Your Credit Score: What it means

Before deciding on what terms they will offer you a loan, lenders must find out two things about you: whether you can repay the loan, and your willingness to repay the loan. To understand whether you can pay back the loan, they assess your income and debt ratio. In order to calculate your willingness to repay the loan, they consult your credit score.

The most commonly used credit scores are called FICO scores, which Fair Isaac & Company, a financial analytics agency, developed. Your FICO score ranges from 350 (very high risk) to 850 (low risk). For details on FICO, read more here.

Credit scores only take into account the info contained in your credit reports. They don't consider income or personal characteristics. These scores were invented specifically for this reason. "Profiling" was as bad a word when FICO scores were first invented as it is now.
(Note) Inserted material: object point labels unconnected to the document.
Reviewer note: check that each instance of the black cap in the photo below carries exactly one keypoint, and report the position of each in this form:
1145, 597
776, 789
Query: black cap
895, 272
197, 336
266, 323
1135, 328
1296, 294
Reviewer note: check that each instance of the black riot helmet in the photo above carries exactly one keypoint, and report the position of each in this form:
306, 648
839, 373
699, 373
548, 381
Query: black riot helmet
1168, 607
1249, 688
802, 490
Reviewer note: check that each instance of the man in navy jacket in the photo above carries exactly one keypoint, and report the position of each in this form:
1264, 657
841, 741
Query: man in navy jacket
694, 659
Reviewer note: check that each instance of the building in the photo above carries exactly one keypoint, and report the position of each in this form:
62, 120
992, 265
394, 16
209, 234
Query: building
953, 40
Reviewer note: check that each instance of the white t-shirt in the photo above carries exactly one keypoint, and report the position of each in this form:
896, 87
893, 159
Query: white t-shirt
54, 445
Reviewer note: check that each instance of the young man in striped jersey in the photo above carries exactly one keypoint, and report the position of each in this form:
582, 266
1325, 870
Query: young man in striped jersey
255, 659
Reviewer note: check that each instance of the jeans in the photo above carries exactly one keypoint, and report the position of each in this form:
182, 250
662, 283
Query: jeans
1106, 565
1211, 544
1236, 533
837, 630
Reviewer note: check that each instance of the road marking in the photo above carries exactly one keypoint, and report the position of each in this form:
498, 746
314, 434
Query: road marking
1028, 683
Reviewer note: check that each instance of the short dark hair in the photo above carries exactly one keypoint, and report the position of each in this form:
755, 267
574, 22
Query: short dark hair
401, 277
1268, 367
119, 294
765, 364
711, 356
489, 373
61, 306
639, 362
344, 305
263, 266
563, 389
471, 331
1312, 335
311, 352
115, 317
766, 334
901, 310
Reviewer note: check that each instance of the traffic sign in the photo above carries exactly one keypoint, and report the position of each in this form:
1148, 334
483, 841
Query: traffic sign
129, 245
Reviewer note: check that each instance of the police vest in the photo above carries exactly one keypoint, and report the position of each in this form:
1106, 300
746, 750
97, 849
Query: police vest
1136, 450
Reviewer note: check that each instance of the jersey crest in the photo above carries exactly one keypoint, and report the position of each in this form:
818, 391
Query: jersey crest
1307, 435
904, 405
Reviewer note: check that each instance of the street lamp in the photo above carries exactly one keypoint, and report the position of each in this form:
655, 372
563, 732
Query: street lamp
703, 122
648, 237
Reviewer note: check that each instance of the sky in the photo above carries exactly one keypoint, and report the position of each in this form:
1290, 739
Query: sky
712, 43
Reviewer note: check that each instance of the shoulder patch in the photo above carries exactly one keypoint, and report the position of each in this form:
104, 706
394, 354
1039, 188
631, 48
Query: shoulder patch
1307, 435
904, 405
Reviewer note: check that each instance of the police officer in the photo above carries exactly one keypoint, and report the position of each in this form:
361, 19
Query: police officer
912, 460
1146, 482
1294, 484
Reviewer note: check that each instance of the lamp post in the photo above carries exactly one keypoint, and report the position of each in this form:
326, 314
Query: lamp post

Credit scoring was developed as a way to consider only what was relevant to a borrower's willingness to pay back the lender.

Deliquencies, payment behavior, current debt level, length of credit history, types of credit and number of inquiries are all calculated into credit scores. Your score is calculated wtih positive and negative items in your credit report. Late payments lower your credit score, but consistently making future payments on time will raise your score.

For the agencies to calculate a credit score, you must have an active credit account with six months of payment history. This history ensures that there is enough information in your report to generate an accurate score. If you don't meet the criteria for getting a credit score, you might need to work on a credit history prior to applying for a mortgage.